Chicken With Curried Fennel Sauce
SERVES 4
15g. / 1oz. butter
4 chicken breasts
2 large fennel bulbs
3 cardamom pods
2 large garlic cloves
2.5cm. / 1 inch piece of root ginger
1 fresh red chilli
1 tsp. gd. coriander
½ tsp. gd. cinnamon
½ tsp. gd. cloves
1 tbsp. plain flour
150mls. / ¼ pt. natural yoghurt
8 tbsps. lemon juice
1 ½ tbsps. tomato puree mixed into 300mls.
½ pt. water
To serve:
Handful of fresh coriander leaves
- Set the oven to gas mark 4 / 180. Heat the oil and half the butter and add the chicken pieces and brown them all over. Put the chicken into a large casserole.
- Cut off the base and stalks of the fennel and remove any marked outer parts and cut the bulbs into 6 – 8 pieces each. Blanch the pieces in boiling salted water for a few minutes to soften slightly.
- Put the fennel in the dish around the chicken. Roughly crush the cardamom pods and scatter them in with the fennel. Peel the garlic and ginger and chop finely. Cut the chilli open lengthways and discard any seeds and slice very thinly.

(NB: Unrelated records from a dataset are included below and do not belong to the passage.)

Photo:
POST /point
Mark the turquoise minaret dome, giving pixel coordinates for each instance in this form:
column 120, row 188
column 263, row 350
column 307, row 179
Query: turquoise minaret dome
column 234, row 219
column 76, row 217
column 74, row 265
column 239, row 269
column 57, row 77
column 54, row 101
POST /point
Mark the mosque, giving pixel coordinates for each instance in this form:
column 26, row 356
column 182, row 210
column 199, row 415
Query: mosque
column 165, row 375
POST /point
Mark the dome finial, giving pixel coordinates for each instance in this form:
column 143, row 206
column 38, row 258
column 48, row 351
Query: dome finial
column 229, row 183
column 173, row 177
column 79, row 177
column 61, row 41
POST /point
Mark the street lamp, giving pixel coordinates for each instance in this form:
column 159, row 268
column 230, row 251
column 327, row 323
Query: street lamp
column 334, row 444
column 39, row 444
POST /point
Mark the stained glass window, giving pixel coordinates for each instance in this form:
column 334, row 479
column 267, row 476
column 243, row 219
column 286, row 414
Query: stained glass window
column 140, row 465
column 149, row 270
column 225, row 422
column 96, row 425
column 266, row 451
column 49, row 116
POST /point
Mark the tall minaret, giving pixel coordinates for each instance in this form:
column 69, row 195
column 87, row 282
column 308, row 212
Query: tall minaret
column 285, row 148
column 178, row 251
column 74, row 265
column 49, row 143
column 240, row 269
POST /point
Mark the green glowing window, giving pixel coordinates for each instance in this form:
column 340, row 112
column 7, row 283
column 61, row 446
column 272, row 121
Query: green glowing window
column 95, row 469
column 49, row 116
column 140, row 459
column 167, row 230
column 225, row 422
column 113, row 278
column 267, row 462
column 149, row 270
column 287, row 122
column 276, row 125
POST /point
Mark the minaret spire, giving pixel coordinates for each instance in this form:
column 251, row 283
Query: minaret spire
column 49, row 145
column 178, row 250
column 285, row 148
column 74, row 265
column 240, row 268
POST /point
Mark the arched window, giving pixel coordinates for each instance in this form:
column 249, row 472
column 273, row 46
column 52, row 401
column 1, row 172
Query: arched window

- Put the frying pan back on the heat, adding the remaining butter. Add the garlic, ginger, chilli and the ground spices and stir for 30 seconds. Stir in the flour and continue to stir for 1 minute. Stir in the yoghurt in one direction only, add the lemon juice to the tomato puree mixture and stir into the fried spices.
- Bring to the boil and stir until the sauce thickens, season to taste with a little salt. Pour the sauce over the fennel in the casserole dish. Cover and cook for one hour. Serve with basmati rice and a green vegetable.
You will require an apron and tea towel, a large frying pan and a large casserole dish plus foil to cover and clingfilm.
TIP
The reason for telling you to stir the yogurt in one direction is that it can split. Adding a teaspoon of cornflour to your yogurt prevents this. You could, of course, use creme fraiche instead of yogurt if you are worried. I have never known that to split ever.
Plum & Hazelnut Cake Or Pear & Walnut Cake
SERVES 6
8 – 10 large red plums, halved & stoned or 3 pears
125g. / 4 ½ ozs. soft butter, plus extra for greasing
100g. / 3 ½ ozs. caster sugar, plus 1 extra tbsp.
3 medium eggs, lightly beaten
finely grated zest of 1 lemon
100g. / 3 ½ ozs. self-raising flour, sifted
100g. / 3 ½ ozs. toasted hazelnuts ground or walnuts
2 tbsps. whole milk
- Cut each plum half into 3 slices or the cored pears into about 1 cm. / ½ inch thick slices. Butter a 20cm. 8 inch springform tin and line the base with greaseproof paper or baking parchment.
- Put the butter, sugar (minus the extra tablespoon), eggs, lemon zest, flour, nuts and milk into a food processor and whiz until smooth. Spoon the batter into the tin and arrange the plum or pear slices, cut-side up, in circles on top. Make sure you pack them well together. Sprinkle with 1 tbsp. caster sugar (or more if the plums are very tart) and bake in an oven preheated to 180C / gas mark 4 for 40 minutes. A skewer inserted into the centre of the cake should come out clean.
- Let the cake cool in its tin for 15 minutes, then remove it, peeling off the greaseproof paper on the bottom, and put it on a wire rack to cool completely.
You will need a 20cm. / 8 inch springform tin, apron, teatowel and baking parchment or greaseproof paper.
TIP
Bentleys Fruit Farm near Newent have lovely plums which they say will be available until well into September.